The interlopers were spotted on a new survey of the entire sky.
This allowed them to remove obscuring foreground objects and get a good look at what lies around our Milky Way.
Torn apart and devoured
Using data from the Two-Micron All Sky Survey (2Mass) - a study of the sky in infrared light - astronomers are showing that our Milky Way is devouring one of its neighbours.
The analysis is the first to map the full extent of the nearby Sagittarius galaxy, showing how this galaxy, which is 10,000 times smaller in mass than our own, is being stretched out - torn apart and devoured by our Milky Way.
"It's clear who's the bully in the interaction," says Steven Majewski, professor of astronomy at the University of Virginia, US.
"If people had infrared-sensitive eyes, the entrails of Sagittarius would be a prominent fixture sweeping across our sky."

Sagittarius has been smeared across space
The cosmic violence cannot be seen easily because of the stars, gas and dust that are in the way.

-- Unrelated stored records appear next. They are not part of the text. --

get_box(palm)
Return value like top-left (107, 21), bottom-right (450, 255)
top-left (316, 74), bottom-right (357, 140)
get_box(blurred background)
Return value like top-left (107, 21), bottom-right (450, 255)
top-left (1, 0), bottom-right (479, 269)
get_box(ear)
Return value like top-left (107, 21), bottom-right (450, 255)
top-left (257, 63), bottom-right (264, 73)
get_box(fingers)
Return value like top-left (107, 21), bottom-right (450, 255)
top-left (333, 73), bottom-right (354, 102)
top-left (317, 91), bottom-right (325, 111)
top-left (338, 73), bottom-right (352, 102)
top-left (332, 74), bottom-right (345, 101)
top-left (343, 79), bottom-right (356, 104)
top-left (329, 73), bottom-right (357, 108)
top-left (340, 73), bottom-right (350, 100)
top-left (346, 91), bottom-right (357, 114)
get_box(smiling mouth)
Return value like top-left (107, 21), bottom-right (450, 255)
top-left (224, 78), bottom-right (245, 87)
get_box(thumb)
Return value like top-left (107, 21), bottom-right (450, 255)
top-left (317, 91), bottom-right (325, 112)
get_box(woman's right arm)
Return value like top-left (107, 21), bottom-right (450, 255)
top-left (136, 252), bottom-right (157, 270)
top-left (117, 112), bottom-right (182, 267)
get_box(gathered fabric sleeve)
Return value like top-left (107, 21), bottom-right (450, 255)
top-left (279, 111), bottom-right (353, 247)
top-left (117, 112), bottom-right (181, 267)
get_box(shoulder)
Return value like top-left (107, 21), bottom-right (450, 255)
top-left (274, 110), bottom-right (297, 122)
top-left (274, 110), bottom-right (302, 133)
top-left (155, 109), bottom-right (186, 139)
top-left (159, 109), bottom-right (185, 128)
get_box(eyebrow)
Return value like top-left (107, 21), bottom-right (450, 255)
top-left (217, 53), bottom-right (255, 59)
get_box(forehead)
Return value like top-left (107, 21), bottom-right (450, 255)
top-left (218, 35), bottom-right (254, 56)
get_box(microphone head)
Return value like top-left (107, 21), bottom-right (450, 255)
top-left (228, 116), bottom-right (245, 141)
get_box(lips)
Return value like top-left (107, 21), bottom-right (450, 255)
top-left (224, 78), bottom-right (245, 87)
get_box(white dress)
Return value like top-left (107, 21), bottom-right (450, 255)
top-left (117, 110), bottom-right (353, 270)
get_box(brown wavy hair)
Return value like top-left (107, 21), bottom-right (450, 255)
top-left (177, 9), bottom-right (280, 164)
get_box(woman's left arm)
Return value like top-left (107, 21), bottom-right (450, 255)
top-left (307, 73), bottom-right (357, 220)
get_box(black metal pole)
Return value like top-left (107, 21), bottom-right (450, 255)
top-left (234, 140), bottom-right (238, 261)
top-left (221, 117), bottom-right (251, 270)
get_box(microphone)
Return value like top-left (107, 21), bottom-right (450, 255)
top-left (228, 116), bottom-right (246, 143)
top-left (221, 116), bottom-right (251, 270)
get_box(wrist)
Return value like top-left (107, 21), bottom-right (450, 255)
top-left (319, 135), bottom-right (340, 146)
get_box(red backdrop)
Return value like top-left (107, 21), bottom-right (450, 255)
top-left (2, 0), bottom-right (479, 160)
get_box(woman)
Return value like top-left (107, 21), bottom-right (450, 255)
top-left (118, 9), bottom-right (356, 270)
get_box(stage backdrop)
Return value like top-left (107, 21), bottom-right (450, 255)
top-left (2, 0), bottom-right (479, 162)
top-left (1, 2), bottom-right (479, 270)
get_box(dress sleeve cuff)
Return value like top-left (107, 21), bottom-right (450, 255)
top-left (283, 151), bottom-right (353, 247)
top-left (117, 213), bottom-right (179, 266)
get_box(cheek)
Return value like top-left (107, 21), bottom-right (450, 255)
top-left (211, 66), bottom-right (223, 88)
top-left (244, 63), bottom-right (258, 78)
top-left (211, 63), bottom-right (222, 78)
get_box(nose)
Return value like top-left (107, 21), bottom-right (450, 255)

To get a better view, astronomers used the 2Mass infrared maps and digitally removed millions of foreground stars to leave a type of star called an M giant.
These large, infrared-bright stars act as tracers because they are populous in the Sagittarius galaxy but uncommon in the outer Milky Way.
"We sifted several thousand interesting stars from a catalogue of half a billion," says professor Michael Skrutskie, also of the University of Virginia.
"By tuning our maps of the sky to the right kind of star, the Sagittarius system jumped into view."
Majewski adds: "This first full-sky map of Sagittarius shows its extensive interaction with the Milky Way."
The new image shows that stars and star clusters now in the outer parts of our Milky Way have been ripped from Sagittarius by our Milky Way's gravity.